J'ai retrouve ma vie.Ils me l'ont rendue.Ma joie de vivre.Mon indépendance.Je suis redevenue maître de ma vie.

C'était fantastique.

 

Cela avait duré 14 ans.14 ans d'isolement.

 

J'ai gardé de cette époque mon goût de la solitude,l'amour de ma maison,de mon univers,et ce qui me reste essentiel:l'amour viscéral avec mes enfants.Nous sommes tous les 4 très complices,très solidaires.

 

J'ai gardé les amis qui m'ont soutenue et qui se compte sur les doigts d'une main.

J'en ai rajouté d'autres depuis 5 ans,mais très peu.Je ne me fais plus aucune ilusion sur la nature humaine.

 

Je pense qu'il aurait fallut un accompagnement spychologique de ma famille après l'implantation.Mes enfants se sont vite adaptés,ils ont appris à me traiter en égale,nous avons de longues conversations,une autre complicité,un vécu très fort.
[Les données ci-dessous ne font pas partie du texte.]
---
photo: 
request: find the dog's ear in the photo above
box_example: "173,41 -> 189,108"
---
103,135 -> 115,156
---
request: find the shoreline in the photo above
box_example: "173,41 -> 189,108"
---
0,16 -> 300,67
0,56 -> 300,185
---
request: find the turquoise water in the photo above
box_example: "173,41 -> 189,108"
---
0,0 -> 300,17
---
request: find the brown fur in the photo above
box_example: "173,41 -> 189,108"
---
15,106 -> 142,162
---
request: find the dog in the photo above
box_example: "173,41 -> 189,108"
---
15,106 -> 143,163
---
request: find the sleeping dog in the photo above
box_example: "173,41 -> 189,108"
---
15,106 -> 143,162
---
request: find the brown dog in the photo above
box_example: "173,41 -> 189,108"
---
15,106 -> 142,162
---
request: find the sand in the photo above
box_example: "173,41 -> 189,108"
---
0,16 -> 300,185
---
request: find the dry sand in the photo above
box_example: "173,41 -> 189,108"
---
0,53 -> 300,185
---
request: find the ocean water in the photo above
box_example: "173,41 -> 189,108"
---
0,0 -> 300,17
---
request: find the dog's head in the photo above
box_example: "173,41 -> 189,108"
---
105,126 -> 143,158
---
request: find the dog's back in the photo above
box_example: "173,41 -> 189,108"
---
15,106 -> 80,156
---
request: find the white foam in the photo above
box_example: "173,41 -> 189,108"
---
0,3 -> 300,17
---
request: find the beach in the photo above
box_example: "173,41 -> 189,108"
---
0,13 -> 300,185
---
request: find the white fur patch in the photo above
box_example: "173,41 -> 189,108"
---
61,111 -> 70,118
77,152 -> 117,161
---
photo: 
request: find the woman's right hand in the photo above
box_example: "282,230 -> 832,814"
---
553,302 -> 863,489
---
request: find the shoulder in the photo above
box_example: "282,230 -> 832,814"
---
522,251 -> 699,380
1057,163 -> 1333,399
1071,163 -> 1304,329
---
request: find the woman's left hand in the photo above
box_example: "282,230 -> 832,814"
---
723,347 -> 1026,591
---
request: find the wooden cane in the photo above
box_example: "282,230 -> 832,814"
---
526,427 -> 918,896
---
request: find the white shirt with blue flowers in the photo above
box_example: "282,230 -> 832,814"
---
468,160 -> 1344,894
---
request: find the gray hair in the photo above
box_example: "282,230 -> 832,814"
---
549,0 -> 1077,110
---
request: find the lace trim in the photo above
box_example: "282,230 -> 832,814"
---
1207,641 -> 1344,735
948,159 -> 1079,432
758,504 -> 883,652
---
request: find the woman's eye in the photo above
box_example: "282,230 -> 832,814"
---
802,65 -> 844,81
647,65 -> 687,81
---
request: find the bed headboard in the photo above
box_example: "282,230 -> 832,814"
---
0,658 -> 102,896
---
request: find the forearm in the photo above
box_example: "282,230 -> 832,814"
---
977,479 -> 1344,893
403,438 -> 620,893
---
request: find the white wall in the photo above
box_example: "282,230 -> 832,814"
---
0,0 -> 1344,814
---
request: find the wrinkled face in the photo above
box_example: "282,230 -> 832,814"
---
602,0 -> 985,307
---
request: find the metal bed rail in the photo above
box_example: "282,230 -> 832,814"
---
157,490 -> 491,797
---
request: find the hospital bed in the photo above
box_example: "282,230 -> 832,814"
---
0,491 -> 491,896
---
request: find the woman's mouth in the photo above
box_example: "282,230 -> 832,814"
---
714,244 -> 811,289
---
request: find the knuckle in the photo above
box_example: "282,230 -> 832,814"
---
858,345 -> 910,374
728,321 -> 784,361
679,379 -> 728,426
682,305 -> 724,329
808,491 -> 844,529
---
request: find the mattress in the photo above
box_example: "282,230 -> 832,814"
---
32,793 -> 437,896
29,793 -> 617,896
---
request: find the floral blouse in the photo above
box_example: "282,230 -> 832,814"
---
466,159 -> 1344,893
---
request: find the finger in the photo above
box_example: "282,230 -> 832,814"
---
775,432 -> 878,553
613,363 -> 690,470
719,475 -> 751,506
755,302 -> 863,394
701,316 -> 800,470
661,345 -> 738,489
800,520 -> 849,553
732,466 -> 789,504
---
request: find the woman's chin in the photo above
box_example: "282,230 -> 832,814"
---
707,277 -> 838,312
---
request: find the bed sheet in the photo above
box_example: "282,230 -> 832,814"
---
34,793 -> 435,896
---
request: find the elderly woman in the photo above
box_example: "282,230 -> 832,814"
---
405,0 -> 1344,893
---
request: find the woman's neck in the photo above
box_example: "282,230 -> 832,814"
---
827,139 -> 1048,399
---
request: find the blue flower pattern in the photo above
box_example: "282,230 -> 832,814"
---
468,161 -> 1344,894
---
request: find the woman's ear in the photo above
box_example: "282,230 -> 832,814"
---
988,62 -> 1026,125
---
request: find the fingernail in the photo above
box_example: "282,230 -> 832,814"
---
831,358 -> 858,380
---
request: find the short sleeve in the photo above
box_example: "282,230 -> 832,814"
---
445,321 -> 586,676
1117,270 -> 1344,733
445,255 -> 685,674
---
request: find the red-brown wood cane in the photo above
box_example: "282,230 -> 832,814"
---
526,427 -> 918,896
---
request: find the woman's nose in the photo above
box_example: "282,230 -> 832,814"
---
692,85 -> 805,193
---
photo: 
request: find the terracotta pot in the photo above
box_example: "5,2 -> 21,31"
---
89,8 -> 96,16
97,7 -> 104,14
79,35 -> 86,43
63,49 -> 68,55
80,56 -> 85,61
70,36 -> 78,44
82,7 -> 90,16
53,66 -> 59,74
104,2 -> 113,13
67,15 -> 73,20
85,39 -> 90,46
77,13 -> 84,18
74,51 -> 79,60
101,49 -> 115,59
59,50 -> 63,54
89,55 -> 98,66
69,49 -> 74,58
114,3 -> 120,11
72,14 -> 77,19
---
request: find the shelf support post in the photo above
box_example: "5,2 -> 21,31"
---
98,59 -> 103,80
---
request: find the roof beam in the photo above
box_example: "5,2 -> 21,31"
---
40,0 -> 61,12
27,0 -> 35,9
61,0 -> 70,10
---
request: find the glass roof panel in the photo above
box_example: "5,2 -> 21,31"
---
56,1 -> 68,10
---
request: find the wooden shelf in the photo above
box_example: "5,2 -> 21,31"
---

Mais mon mari l'a très mal vécu.Je me suis aperçue qu'il me rabaissait souvent,il n'assimilait pas que j'entendais et était souvent odieux.Ca a duré 2 ans environ.Je le reprenais constamment.Il fallait tout reconstruire notre vie de couple qui était devenue inexistante.Je redevenais égale à lui.Il avait pris l'habitude de vivre seul,à sa guise.Lui d'un côté,moi de l'autre.

Il fallait se retrouver,il fallait se respecter,il fallait pardonner,essayer d'aimer à nouveau,reconstruite sur des ruines.

 

C'est long.

 

C'est un choix.

 

C'est un combat de tous les jours mais qui porte ses fruits.Maintenant je peux donner mon avis,je prends des décisions,j'entreprends,je refuse,j'explique.Nous avons gardé une certaine indépendance mais nous savons aujourd'hui nous retrouver,nous donner le temps de vivre ensemble et de réapprendre à nous aimer.

 

Cette semaine je vais être grand mère.Mon petit fils,je vais l'entendre.Et c'est merveilleux.